Like millions of people around the world, British filmmaker Nick Francis starts his day in need of a caffeine jump start and hunts out a double espresso.
Unlike most of them, he spends the rest of his day trying to convince the rest of us to care where it comes from.
Francis touched down in Auckland on Sunday to promote Black Gold, a feature documentary about the international coffee industry which screens in four cities at the New Zealand Film Festival.
Within a few hours he'd found a coffee house which brewed him a fair trade-certified double espresso, but he knows millions of others don't make that effort.
The film, directed by Francis and his brother Marc, focuses on Tadesse Meskela, the general manager of the Oromo Coffee Farmers Co-operative Union in Ethiopia. His task is to find a fair price in the West for 70,000 coffee growers he represents.
Meskela's job is a tough one. According to Black Gold, for every US$3 cup of coffee consumed in the West, the coffee growers usually get US3c -- a price which, astonishingly given the huge increase in the world coffee trade, has fallen in the past 15 years.
"There used to be an international agreement from the International Coffee Organisation which guaranteed a better price," Francis says.
"But in the late 1980s the United States pulled out of the agreement, and it collapsed the market."
Now, prices are set in the New York and London markets, basically according to what multinationals like Nestle, Kraft and Sara Lee are prepared to pay.
With various intermediaries taking a cut, life has become much more difficult for many coffee growers around the world. In Ethiopia, the film shows farmers desperate for a decent living - which doesn't mean good housing or electricity but simply having enough to eat, clean water and sending their children to school, if they can afford to have one.
Many are now digging up their coffee to grow chat, an East African narcotic for which they get a better price.
Francis, who lived in Ethiopia teaching English about eight years ago, said it wasn't originally part of the plan to focus on Meskela.
"Originally he was just going to be an interview subject but after we talked to him he said he was going to London and the United States as part of his efforts to get better prices.

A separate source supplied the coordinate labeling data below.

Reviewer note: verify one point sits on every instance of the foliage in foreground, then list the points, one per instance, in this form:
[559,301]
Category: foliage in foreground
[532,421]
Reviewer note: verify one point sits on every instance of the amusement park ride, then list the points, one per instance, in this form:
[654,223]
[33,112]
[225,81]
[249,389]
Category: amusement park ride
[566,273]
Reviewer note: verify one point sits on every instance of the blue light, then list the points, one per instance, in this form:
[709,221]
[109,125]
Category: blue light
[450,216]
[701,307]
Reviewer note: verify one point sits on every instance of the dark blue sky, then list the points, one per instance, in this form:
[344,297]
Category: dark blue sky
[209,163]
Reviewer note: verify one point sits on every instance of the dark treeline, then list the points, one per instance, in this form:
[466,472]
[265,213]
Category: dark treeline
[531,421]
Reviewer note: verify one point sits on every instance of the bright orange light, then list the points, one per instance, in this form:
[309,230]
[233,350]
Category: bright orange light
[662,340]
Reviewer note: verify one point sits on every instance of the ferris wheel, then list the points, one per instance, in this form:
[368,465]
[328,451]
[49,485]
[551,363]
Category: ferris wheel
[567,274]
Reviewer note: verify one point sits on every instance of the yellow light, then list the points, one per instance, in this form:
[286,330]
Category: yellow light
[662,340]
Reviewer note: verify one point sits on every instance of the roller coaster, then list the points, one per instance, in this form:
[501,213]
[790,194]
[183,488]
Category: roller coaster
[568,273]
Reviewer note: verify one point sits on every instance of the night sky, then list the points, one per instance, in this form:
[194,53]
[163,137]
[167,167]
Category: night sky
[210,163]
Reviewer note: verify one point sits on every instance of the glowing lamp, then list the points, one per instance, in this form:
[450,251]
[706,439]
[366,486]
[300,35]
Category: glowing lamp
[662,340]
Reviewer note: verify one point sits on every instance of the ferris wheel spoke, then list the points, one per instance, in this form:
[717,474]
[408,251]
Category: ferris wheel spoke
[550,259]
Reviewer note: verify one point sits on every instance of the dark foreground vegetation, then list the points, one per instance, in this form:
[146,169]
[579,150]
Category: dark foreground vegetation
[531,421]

"He agreed to let us follow him and his story ended up being the central narrative.
"It wasn't part of the plan but by personalising the story I think it's made it a much better film."
Remarkably, Black Gold was made with very little secure funding. Francis says he's still fundraising, but an enthusiastic reception since the film's premiere at the Sundance Film Festival in January has made the job much easier.
"We've secured a distribution deal for the United States and I'm meeting some people while I'm in New Zealand who can hopefully help us get a commercial release," he said.
Francis says the aim of the film is to open the eyes of consumers, and hope they are prepared to take some action.
Drinking Fair Trade coffee - which has been certified as giving growers a fair price for their beans, the type of deal Meskela has been trying to secure - is a start, he says.
But working to get the multinationals which control a huge portion of the industry - none of whom would be interviewed on camera for the documentary - to change their practices is also important, and in that sense the film is aimed at shareholders as much as consumers.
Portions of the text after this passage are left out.